Why using the oceans to suck up CO2 might not be as simple as hoped

Meanwhile, some additional studies have recently raised doubts about a different ocean-based approach: growing seaweed and dipping it to suck and store carbon.

Finding efficient ways to pull down greenhouse gases will be important in the coming decades. A report by the National Academy of Ocean-Based Carbon Removal in December noted that the world had 2 s. An additional 10 billion tons may be needed annually by the middle of the century to limit temperatures to.

According to research group Ocean Vision, increasing the salinity of the oceans could theoretically remove billions of tons per year on its own. But the National Academy panel noted that it would require rock extraction, grinding and shipping on almost identical scales, all of which would also have significant environmental consequences.

New studies have not delivered a final, definitive term on whether any of these methods would be possible ways to help achieve carbon elimination goals.

But Michael Fuhr, one of the authors of the Olivin study and a doctoral student at GEOMAR, says his findings suggest that the approach is “not as easy as expected so far.” He adds that it can only work well in certain places where marine chemistry is appropriate. This may include areas where the water is low in salinity but rich in organic silt, which will increase the acidity.

Fuhr and others say additional laboratory experiments and fieldwork will be needed to determine how well this method works in the real world, what the ideal conditions are, or whether other materials are more promising.

Maria-Elena Vorath, a researcher at the Alfred Wegener Institute for Polar and Marine Research, said in an email that studies show that the Olivin process does not work the way we assume. But she insisted that the mineral was “one of the most enduring and promising methods nature has given us.”

“We just need to understand and read the manual,” she said, noting that mixing water in real oceans and other variables could alter the results seen in the lab.

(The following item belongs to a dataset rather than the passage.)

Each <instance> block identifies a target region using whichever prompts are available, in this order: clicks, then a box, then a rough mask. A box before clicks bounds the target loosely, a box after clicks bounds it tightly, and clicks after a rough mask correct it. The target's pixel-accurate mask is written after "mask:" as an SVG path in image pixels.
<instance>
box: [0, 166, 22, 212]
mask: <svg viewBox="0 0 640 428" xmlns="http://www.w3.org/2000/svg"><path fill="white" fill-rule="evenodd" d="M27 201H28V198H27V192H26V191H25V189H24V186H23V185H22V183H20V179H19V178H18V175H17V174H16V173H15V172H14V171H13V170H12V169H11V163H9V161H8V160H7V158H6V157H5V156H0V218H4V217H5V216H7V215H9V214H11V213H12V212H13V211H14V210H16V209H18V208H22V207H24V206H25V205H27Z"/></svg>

One company, Project Vesta, has been planning to conduct field trials in the Caribbean for many years, in which olivine sand will be spread on beaches or in shallow water. Tom Green, the company’s chief executive officer, says it is also planning lab experiments, toxicology testing and field trials off the east coast of the US.

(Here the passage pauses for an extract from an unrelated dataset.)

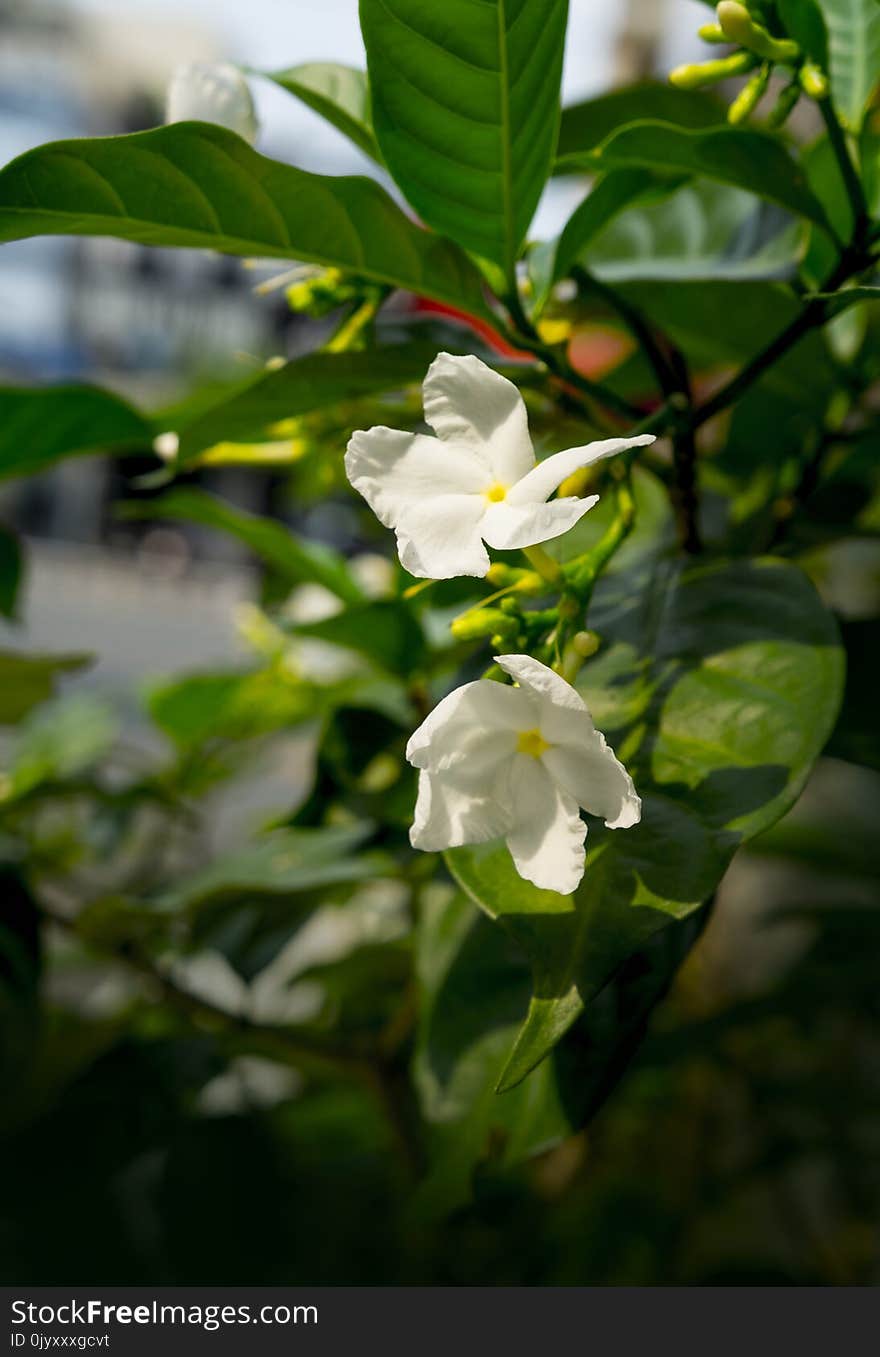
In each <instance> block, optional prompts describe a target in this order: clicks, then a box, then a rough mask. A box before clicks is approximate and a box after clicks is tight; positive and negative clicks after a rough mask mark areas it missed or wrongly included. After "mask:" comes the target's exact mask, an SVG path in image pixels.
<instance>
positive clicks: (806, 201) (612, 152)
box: [566, 122, 830, 231]
mask: <svg viewBox="0 0 880 1357" xmlns="http://www.w3.org/2000/svg"><path fill="white" fill-rule="evenodd" d="M566 163H569V164H570V166H572V168H583V170H593V171H596V170H637V168H644V170H652V171H655V172H667V174H687V175H702V176H703V178H706V179H716V180H717V182H720V183H729V185H732V186H733V187H735V189H744V190H746V191H747V193H754V194H756V195H758V197H759V198H766V199H767V201H769V202H775V204H778V205H780V206H781V208H785V209H786V210H788V212H793V213H794V214H796V216H800V217H805V218H807V220H808V221H812V223H815V224H816V225H819V227H822V228H823V229H826V231H830V225H828V220H827V217H826V213H824V209H823V206H822V204H820V202H819V199H818V198H816V197H815V195H813V193H812V191H811V189H809V186H808V183H807V176H805V175H804V171H803V170H801V168H800V166H799V164H797V163H796V161H794V160H793V159H792V156H790V155H789V153H788V152H786V151H785V148H784V145H782V142H781V141H780V140H777V138H775V137H773V136H770V134H769V133H766V132H754V130H750V129H744V128H710V129H708V130H702V132H701V130H697V132H691V130H686V129H682V128H674V126H672V125H671V123H664V122H636V123H633V125H631V126H629V128H622V129H621V130H619V132H617V133H615V134H614V136H612V137H610V138H608V140H607V141H604V142H603V144H602V145H600V147H598V148H596V149H595V151H593V152H591V153H589V155H585V156H583V155H579V156H572V157H569V159H568V161H566Z"/></svg>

Project Vesta started as a nonprofit but is now a so-called public benefits corporation, meaning it has two goals: to make a profit and to achieve social good. Hopefully, carbon credits will eventually be sold for any greenhouse gases removed from Olivine, Green says.

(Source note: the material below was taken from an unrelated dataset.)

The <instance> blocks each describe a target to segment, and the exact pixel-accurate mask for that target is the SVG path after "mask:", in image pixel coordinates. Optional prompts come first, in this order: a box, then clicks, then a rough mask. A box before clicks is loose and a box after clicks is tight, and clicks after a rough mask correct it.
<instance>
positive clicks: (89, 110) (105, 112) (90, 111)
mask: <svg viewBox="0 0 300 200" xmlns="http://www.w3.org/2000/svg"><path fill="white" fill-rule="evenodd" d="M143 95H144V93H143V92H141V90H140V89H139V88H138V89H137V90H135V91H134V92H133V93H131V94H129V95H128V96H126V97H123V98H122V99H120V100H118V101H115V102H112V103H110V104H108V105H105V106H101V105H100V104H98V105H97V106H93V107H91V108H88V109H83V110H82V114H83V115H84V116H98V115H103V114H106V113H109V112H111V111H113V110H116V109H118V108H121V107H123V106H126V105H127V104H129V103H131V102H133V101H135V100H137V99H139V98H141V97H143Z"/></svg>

A handful of additional startups are working on other ways to increase ocean salinity through approaches, including electrochemical processes. These include Ebb Carbon, Planetary Technology and Exchange, all pre-sold with tons of carbon removal that they expect companies, including Shopify and Stripe, to achieve.

Meanwhile, the National Academy panel called for the establishment of a $ 125 million US research program to study how we can develop ways to measure or accelerate these processes, identify environmental side effects and reliably measure and test how carbon is being removed. Did. .

“Ocean geochemistry is full of complexities,” says Will Burns, a visiting professor at Northwestern University focusing on carbon removal. “We will need to do a lot of repetition of this research, under very different conditions and on different scales, to come to the conclusion that we can do this on a large scale and monetize it.”